Two Cases You Know Nothing About that Will Affect How Your Doctor Treats Your Family: Part I
The Missouri Supreme Court is deciding two completely different cases that may mean you cannot sue even when everyone knows your medical provider was negligent (Supreme Court Weighs Who and When in Medical Malpractice Suits). The first is a case claiming that medical providers who are employed by the State should have immunity for anything, unless they break a specific law telling them exactly what they should have done; the second is a case where the patient didn’t even know that their surgeon left chunks of wood in their knee until they saw another doctor who told them. We will discuss these cases in two blog posts this week; this post addresses the first case.
The first case is part of a trend in court-made decisions that is eliminating the rights of citizens even where a government employee is grossly negligent, or intentionally violates a patient’s rights. The case originates from the 2020 death of Ronald Scheer at the St. Charles Habilitation Center. A suit filed by his family alleges that workers at the center failed to secure his wheelchair’s pelvic harness, allowing him to slide down and strangle on the restraint. The question has now become whether or not the workers in question, as State employees, are immune from prosecution for their actions.
The first thing to understand when considering this case is that the State of Missouri has given itself “Sovereign Immunity,” based on the ancient idea that “the king can do no wrong,” (Government Immunity: Institute of Justice Missouri State Profile). One might think that this hold-over from the colonial days would have been eliminated long ago, but it was just too sweet a deal and hung around until the Missouri Courts realized it was not right and properly eliminated it in 1978.

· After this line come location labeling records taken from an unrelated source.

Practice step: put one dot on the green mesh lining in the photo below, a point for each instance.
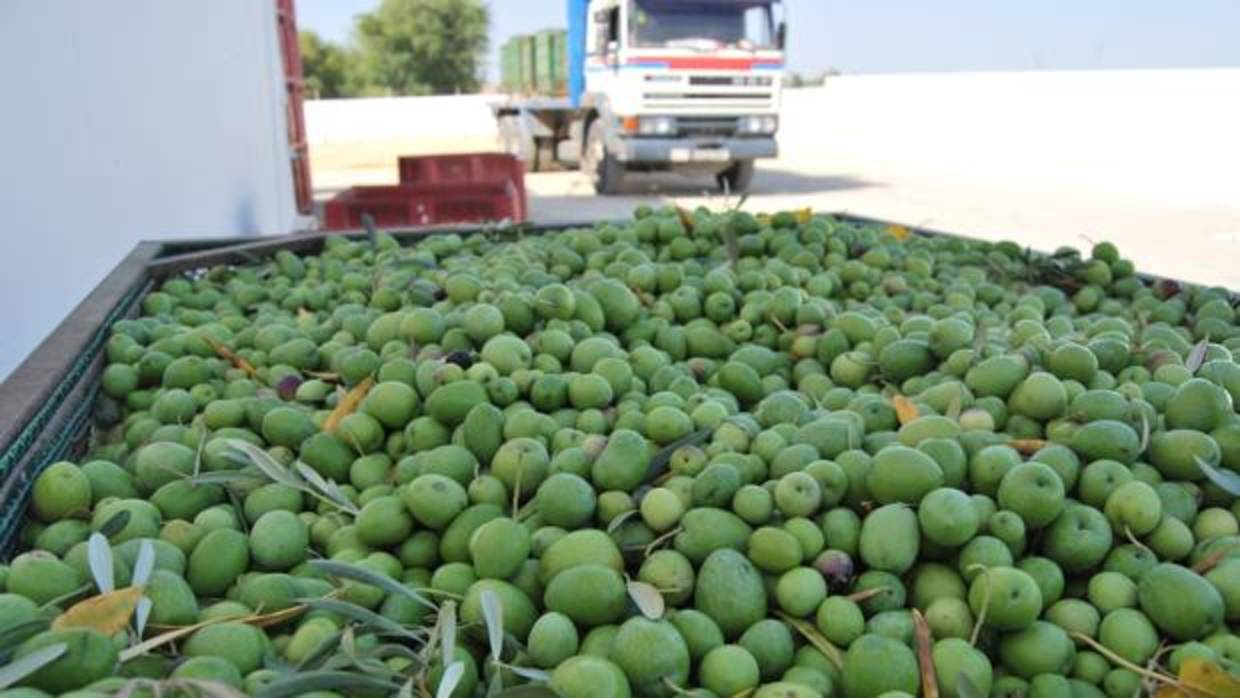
(60, 425)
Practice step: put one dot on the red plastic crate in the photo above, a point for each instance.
(424, 205)
(465, 169)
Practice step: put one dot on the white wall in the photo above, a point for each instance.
(124, 120)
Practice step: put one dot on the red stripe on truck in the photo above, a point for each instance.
(707, 62)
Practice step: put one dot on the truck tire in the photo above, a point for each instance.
(737, 177)
(604, 170)
(518, 141)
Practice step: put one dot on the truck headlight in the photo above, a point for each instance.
(758, 124)
(656, 125)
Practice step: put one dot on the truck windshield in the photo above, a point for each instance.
(702, 25)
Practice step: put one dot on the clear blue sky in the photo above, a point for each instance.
(881, 36)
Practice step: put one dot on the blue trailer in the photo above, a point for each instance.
(659, 84)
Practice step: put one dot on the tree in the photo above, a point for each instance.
(423, 46)
(329, 70)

But not for long. Within 9 months, the legislature passed a law granting Sovereign Immunity to the State itself, with only two very narrow exceptions (Sovereign Immunity in Missouri: Judicial Abrogation and Legislative Reenactment). Somehow, the Court system that knew that justice required eliminating the immunity for the king, but undermined this entirely by developing a number of new “immunities” for people who work for the State – again without any legislation, just because they felt it was the thing to do. One of these court-made immunities is referred to as “official immunity,” which protects public officials from liability for acts of negligence in the course of their duties. You won’t find it in any law, just in court opinions, but its scope keeps expanding. At this point, under common law doctrine, “official immunity” can protect almost any employee of the state for actions they take in their job, no matter who is hurt or how.

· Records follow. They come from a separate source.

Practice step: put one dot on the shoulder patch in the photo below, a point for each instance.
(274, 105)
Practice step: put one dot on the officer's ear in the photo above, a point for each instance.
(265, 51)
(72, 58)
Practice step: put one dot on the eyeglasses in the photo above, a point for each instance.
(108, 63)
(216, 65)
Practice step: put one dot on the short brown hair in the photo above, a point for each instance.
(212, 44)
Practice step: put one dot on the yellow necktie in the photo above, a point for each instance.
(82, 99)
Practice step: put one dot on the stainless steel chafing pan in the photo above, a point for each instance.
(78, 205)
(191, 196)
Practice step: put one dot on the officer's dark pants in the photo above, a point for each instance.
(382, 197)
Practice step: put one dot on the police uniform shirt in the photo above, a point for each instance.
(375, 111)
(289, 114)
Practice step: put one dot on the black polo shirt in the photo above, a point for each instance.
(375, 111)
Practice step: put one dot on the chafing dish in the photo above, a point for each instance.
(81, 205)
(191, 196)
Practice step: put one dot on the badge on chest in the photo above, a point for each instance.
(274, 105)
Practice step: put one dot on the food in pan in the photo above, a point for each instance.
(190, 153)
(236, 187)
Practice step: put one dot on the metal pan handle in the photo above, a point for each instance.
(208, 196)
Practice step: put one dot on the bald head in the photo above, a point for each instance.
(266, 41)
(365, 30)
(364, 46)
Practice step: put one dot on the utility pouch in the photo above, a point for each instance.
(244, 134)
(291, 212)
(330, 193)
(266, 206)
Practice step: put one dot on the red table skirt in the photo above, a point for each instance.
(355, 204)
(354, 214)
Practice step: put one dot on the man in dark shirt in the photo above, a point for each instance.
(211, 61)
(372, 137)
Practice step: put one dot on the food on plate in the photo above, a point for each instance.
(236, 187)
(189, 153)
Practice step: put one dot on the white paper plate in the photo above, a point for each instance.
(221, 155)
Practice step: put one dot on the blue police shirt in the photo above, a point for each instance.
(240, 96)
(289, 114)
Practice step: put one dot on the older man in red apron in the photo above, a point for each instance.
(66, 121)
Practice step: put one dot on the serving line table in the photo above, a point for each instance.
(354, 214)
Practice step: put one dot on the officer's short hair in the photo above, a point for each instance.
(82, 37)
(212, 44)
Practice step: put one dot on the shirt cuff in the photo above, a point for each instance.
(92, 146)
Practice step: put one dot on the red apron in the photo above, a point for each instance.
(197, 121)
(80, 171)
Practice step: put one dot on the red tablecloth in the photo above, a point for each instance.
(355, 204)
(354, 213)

Since the courts made “official immunity” up, it gets more and more complicated as time goes on. For instance, the courts decided that if a state employee violated some “discretionary” duty, they only receive qualified immunity, but their liability is subject to damage caps. They can largely do whatever they want without any responsibility, but if they violate what they called a “ministerial” duty, they could be held responsible. The argument for what is “ministerial” or what is “discretionary” has gone on for decades. But make no mistake about it, the “discretionary” list has grown and has taken over almost everything – rendering the “ministerial” exceptions almost irrelevant in practice.

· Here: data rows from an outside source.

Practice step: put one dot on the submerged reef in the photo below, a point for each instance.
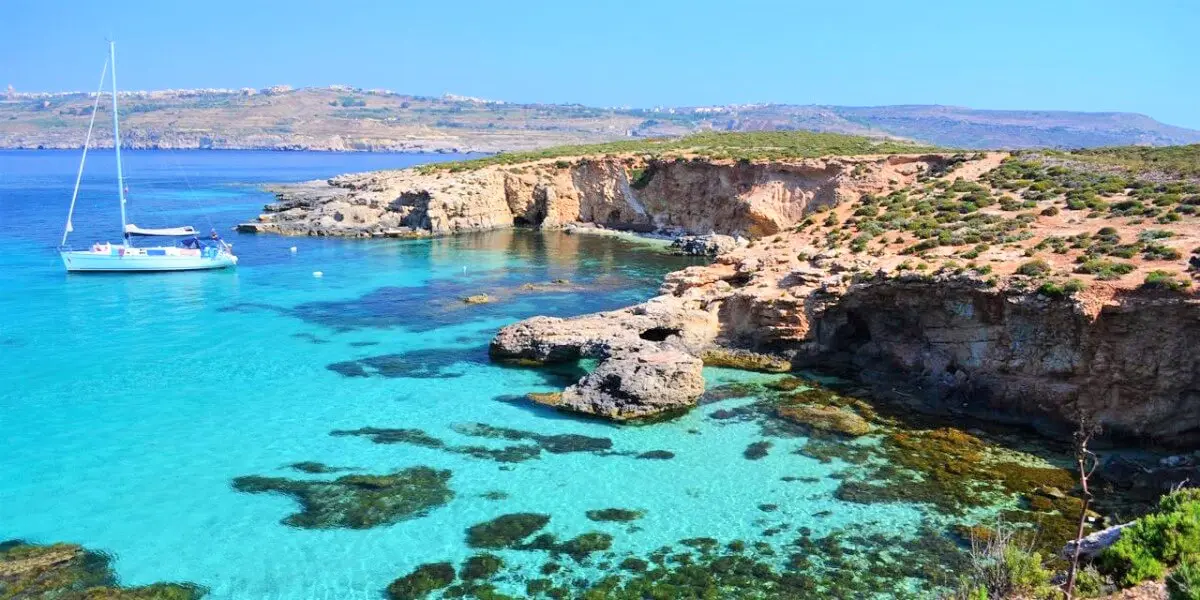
(419, 438)
(615, 515)
(844, 564)
(423, 364)
(70, 571)
(316, 468)
(505, 531)
(358, 502)
(557, 443)
(423, 581)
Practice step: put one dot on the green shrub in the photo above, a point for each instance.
(1155, 251)
(1002, 568)
(1104, 269)
(1156, 541)
(1165, 280)
(1036, 268)
(1185, 582)
(1051, 289)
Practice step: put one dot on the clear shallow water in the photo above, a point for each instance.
(129, 403)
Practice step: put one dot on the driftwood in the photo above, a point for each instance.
(1092, 545)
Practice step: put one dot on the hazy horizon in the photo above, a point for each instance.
(1075, 55)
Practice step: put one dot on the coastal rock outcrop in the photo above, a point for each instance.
(1006, 337)
(699, 196)
(637, 384)
(647, 357)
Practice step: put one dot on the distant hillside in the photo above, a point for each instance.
(340, 118)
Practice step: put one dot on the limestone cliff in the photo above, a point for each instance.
(1035, 288)
(627, 192)
(1003, 336)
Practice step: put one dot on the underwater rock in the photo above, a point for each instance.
(393, 436)
(615, 515)
(419, 438)
(730, 390)
(348, 369)
(481, 567)
(358, 502)
(637, 385)
(70, 571)
(505, 531)
(421, 364)
(647, 357)
(826, 418)
(315, 467)
(421, 582)
(556, 443)
(745, 360)
(583, 545)
(550, 399)
(756, 450)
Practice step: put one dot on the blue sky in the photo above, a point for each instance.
(1139, 57)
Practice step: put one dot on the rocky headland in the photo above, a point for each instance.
(1038, 288)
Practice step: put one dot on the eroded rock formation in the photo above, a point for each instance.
(987, 341)
(695, 196)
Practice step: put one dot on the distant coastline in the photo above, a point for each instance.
(348, 119)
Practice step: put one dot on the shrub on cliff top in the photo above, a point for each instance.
(749, 145)
(1157, 541)
(1165, 280)
(1036, 268)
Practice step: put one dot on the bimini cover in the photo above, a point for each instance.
(132, 229)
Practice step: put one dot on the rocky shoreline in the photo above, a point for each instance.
(804, 276)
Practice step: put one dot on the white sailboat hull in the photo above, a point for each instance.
(89, 261)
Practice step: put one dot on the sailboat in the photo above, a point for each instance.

To put this in real-life terms: what happens when a medical care giver ties down a patient to their bed and the patient dies from that? What about when that same medical care giver fails to tie down a patient who is hallucinating because of pain or medication? That, essentially is what the Missouri Supreme Court has in front of it right now in the case of Ronald Scheer. If there is a regulation that says when a patient must be tied down, and when a patient cannot be tied down, and the medical provider does not listen to the regulation, are they immune no matter what happens or who gets hurt? Or are they responsible?
The State always argues that there is no “ministerial” violation unless there is a specific law that sets out in tiny detail what to do. Obviously, there never will be a law that tells a medical provider (or almost any employee) exactly how to do their job. But the modern courts, and particularly the federal courts, love giving the government “immunity” and so the list of things that are discretionary (i.e., not specifically laid-out and therefore covered by immunity) keeps going and growing. Did the government know their employee would assault you while you were being treated by them? Discretionary. Did that government employee knock you down the stairs because they were in a hurry, and if they were in a hurry for their work, should they therefore be immune from liability for your injuries? As a citizen and voter, perhaps you can tell me. But the official immunity issue is once again before the Supreme Court, and while this is a core value issue for all Missourians, we won’t know the rule is until they tell us.